The numbers detailing why internships are key for college students are clear, but how to find that competitive internship isn't always as obvious. Here are a few tips that can give you an edge so you get an internship.
One of the most effective ways to get any position is to have a personal referral. This could include someone who works in the company, a professor who vouches for you or alumni with connections within the organization.
New York-based career coach, Vicki Aubin, suggests that you first leverage your existing network. You can start with people who are first degree connections on LinkedIn or individuals you meet at networking events.
If you do not currently have a LinkedIn profile, Aubin suggests you set one up immediately. Should you need help creating your profile, your college career center or a career coach can help you.
Internships aren't likely going to fall into your lap, which is why you should to take the initiative and directly reach out to contacts via cold call, e-mail or LinkedIn message.
"While many people hesitate at the thought of cold outreaches, when done right, they are incredibly effective and powerful," says Aubin.

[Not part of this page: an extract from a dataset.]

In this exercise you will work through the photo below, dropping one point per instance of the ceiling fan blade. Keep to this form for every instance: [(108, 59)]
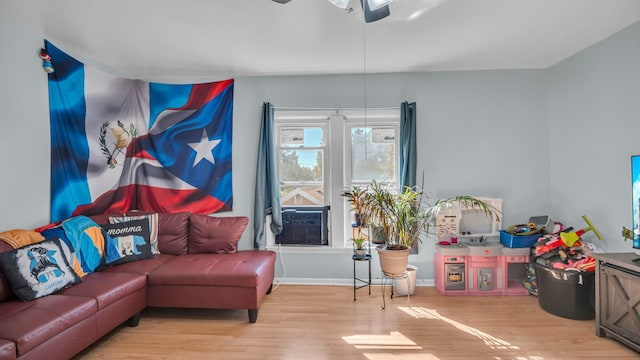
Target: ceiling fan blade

Most opportunities come as a result of taking initiative, not because someone got lucky.
To properly reach out to someone, Aubin suggests you keep your call or e-mail courteous, concise and to the point.
"Students should introduce themselves briefly, state the career they are about to launch and ask if the person has time for a brief informational interview to learn about their career path," she says.
For bonus points, Aubin suggests you pay extra attention to LinkedIn notifications to see if the person you are trying to contact had a recent milestone like a promotion or a new job. If so, a congratulatory note can be a good way to break the ice.
Informational interviews are meetings where you pick the brain of someone who works in your desired field. Rather than being interviewed for a job, you're interviewing the other person about what they currently do and how they got there.
The reason these are so effective is because most people are flattered if someone asks them about their career. As a result, they will likely agree to answer a few questions.
Most people, especially alumni, are also usually happy to help upcoming generations. If you play your cards right during the interview, then you've also made a connection who can put in a good word for you somewhere.
Aubin notes how these informational interviews can be as brief as a quick phone conversation or chatting over coffee. The point is they aren't typically formal and they don't need to take up much time for either party. This makes them fairly easy to fit into busy schedules.
Aubin recommends that you also use these interviews as an opportunity to ask about other people you might talk to or resources you can use to find great internship leads.
The last thing you need to know about getting an internship is that you shouldn't give up if you don't get the first one. Just like finding a job, it can take time. And if you really want to increase your chances of getting an internship, you'll want to apply to several. But, if you're diligent, you'll likely land an internship sooner rather than later.